A block of mass 2kg slipped up a slant plane requires 300J of work. If height of slant is 10m the work done against friction is :

To solve the problem, we need to determine the work done against friction when a block of mass 2 kg is moved up a slant plane to a height of 10 m, requiring a total work of 300 J. ### Step-by-Step Solution: 1. **Identify the Given Values:** - Mass of the block (m) = 2 kg - Height of the slant plane (h) = 10 m - Total work done (W_total) = 300 J 2. **Calculate the Gravitational Potential Energy (GPE):** The work done against gravity when lifting the block to a height \( h \) is given by the formula: \[ \text{GPE} = m \cdot g \cdot h \] where \( g \) (acceleration due to gravity) is approximately \( 9.81 \, \text{m/s}^2 \).
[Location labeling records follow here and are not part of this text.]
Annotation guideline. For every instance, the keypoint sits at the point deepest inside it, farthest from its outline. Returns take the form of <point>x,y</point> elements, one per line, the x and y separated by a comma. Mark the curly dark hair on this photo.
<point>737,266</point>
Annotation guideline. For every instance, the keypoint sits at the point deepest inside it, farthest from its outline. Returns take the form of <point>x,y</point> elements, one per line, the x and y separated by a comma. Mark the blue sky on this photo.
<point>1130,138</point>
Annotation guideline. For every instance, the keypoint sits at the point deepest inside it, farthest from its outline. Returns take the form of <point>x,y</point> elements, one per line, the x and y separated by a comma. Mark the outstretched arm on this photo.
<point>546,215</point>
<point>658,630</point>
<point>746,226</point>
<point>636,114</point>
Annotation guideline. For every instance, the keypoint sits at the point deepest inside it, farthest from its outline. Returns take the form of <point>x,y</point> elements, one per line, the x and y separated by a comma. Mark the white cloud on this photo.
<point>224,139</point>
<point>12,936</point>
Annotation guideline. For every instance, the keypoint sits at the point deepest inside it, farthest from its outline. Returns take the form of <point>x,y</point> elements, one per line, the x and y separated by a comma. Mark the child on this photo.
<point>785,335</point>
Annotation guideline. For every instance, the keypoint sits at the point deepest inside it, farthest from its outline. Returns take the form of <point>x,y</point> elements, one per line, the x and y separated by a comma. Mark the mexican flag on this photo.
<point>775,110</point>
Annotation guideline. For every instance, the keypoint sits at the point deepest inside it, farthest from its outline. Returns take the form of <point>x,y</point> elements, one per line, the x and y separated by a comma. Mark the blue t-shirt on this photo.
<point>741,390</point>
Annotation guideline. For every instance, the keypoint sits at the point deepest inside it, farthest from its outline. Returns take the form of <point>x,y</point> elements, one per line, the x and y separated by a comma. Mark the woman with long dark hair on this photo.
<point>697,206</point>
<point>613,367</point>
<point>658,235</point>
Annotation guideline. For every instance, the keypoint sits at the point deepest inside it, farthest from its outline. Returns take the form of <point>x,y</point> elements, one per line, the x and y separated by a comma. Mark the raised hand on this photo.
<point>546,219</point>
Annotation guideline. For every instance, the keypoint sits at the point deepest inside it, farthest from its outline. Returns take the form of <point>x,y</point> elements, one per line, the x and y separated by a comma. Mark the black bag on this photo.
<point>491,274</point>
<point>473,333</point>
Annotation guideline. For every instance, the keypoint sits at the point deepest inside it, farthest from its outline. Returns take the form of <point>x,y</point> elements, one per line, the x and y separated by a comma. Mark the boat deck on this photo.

Substituting the values: \[ \text{GPE} = 2 \, \text{kg} \cdot 9.81 \, \text{m/s}^2 \cdot 10 \, \text{m} = 196.2 \, \text{J} \] 3. **Determine the Work Done Against Friction:** The total work done (W_total) is the sum of the work done against gravity (GPE) and the work done against friction (W_friction): \[ W_{\text{total}} = \text{GPE} + W_{\text{friction}} \] Rearranging this gives: \[ W_{\text{friction}} = W_{\text{total}} - \text{GPE} \] Substituting the values we have: \[ W_{\text{friction}} = 300 \, \text{J} - 196.2 \, \text{J} = 103.8 \, \text{J} \] 4. **Conclusion:** The work done against friction is \( 103.8 \, \text{J} \). ### Final Answer: The work done against friction is **103.8 J**.